Deer population explosion at Point Pelee soon to be corrected

Point Pelee National Park is getting $2 million to help restore its marsh. July 11, 2019. (Photo courtesy of Point Pelee National Park)

The growing deer population at Point Pelee National Park will be reduced beginning next week.

The park will be closed to visitors from January 9, 2020 to January 24, 2020 while the “activity” takes place by Parks Canada and the Caldwell First Nation.

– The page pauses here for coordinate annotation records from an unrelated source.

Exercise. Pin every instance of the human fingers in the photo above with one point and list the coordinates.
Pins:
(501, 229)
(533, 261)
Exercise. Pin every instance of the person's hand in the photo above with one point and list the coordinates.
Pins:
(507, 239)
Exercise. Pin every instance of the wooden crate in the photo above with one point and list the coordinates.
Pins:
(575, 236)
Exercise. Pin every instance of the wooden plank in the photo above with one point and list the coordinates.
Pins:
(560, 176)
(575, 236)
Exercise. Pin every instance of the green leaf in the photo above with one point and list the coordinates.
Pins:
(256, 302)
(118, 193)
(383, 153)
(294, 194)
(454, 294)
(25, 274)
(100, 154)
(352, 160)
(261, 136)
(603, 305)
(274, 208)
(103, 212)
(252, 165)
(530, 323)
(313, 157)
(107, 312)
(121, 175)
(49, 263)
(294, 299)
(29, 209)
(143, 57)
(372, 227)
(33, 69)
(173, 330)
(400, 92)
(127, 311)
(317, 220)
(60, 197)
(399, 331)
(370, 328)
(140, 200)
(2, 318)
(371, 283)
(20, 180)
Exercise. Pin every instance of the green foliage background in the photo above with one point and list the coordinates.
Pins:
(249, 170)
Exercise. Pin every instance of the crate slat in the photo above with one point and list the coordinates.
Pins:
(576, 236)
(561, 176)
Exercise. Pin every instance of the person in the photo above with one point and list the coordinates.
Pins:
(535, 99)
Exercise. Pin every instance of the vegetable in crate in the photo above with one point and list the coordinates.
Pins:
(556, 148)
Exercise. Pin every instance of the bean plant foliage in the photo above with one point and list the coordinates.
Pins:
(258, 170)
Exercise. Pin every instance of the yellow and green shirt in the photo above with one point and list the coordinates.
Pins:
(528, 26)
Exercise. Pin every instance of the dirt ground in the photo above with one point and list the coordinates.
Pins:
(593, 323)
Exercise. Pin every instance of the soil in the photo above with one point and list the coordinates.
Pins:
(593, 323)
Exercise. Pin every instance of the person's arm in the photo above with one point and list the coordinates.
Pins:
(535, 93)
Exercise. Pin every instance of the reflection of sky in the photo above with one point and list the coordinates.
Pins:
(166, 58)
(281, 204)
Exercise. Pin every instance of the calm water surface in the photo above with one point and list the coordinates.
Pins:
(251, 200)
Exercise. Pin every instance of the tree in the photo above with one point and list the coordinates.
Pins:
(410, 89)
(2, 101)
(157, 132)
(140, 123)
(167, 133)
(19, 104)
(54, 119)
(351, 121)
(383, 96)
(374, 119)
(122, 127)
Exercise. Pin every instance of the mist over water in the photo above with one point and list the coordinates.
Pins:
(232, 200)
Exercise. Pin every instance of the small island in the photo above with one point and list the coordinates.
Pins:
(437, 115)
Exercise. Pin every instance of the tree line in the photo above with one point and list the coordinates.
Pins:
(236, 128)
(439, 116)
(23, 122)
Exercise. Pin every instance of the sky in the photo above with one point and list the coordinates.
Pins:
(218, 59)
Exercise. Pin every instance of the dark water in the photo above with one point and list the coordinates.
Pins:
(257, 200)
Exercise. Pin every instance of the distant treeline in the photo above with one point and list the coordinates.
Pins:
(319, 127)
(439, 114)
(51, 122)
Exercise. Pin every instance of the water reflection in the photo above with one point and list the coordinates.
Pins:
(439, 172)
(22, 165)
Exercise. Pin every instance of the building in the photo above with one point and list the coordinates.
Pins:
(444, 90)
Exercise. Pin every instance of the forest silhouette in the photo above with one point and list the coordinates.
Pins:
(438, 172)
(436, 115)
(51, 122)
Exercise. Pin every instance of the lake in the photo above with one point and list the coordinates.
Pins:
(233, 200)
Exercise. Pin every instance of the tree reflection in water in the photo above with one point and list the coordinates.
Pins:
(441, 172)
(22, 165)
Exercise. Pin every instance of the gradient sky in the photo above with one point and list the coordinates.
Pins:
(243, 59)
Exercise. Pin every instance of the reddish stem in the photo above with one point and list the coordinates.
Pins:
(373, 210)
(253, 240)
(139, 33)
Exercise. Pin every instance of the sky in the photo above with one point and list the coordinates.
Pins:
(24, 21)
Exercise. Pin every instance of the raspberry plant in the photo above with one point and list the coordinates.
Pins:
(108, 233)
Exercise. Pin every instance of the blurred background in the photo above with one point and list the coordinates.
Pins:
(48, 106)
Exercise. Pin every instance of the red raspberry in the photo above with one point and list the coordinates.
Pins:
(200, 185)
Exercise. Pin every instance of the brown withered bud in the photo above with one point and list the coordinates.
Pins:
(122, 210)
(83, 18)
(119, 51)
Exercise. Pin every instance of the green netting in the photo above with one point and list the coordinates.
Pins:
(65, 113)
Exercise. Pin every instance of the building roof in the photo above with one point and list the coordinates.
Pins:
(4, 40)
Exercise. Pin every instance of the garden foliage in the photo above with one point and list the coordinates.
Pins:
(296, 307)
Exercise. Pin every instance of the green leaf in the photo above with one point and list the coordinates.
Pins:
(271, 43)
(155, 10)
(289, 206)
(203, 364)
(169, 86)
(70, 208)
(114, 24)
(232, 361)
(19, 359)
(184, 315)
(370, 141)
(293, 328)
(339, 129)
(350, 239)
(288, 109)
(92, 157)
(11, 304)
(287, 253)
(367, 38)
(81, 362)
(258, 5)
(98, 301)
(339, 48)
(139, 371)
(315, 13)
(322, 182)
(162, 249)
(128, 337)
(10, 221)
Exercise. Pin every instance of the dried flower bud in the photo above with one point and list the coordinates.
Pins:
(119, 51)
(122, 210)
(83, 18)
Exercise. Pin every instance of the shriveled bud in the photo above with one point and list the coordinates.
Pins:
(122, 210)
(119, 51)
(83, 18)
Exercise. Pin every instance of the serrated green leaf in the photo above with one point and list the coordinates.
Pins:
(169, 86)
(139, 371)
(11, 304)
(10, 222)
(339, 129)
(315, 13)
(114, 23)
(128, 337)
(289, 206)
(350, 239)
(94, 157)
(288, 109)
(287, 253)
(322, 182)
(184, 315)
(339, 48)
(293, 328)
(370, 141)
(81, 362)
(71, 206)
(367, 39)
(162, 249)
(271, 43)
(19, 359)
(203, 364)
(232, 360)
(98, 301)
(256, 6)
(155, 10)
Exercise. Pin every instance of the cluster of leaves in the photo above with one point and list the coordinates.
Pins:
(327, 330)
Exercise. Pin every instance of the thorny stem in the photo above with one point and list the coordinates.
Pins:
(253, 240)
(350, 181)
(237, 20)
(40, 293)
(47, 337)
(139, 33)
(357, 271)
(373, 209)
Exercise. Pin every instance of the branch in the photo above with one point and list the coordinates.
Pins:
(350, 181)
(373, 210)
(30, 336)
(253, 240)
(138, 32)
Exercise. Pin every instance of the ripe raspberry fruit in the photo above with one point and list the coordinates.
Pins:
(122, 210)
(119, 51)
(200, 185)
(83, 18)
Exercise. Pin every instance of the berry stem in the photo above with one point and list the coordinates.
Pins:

Parks Canada said the deer population has grown three to four times higher than the ideal 24 to 32 deer that can be sustained. Officials said a series of mild winters with light snow cover and a lack of natural predators, such as wolves and cougars, have allowed the park’s white-tailed deer population to grow beyond what the ecosystem can handle. They issued an information bulletin on Thursday afternoon stating it’s to ensure the long-term health of the park’s sensitive ecosystems.

“Public safety is of the utmost priority to Parks Canada, therefore Point Pelee National Park will be closed to visitors during this time,” the bulletin said.

Parks Canada said high populations of white-tailed deer are a serious threat to forest and savannah health at Point Pelee National Park. Officials added the deer in the park are consuming and damaging native plants faster than they can regenerate, threatening the health of the Carolinian Forest, which is home to a number of species at risk such as the Red Mulberry Tree, Red-Headed Woodpecker, and Eastern Foxsnake. Deer are also jeopardizing efforts to restore the Lake Erie Sandspit Savannah, a globally rare ecosystem that supports 25 per cent of the species at risk in the park.

“Population reduction is reserved for situations of absolute necessity and Parks Canada has been collaborating with the Caldwell First Nation for a number of years to actively manage the deer population to protect the park’s sensitive ecosystems,” added Parks Canada.

Workers continue to improve the health of Point Pelee National Park, including planting native Carolinian species and removing invasive plants.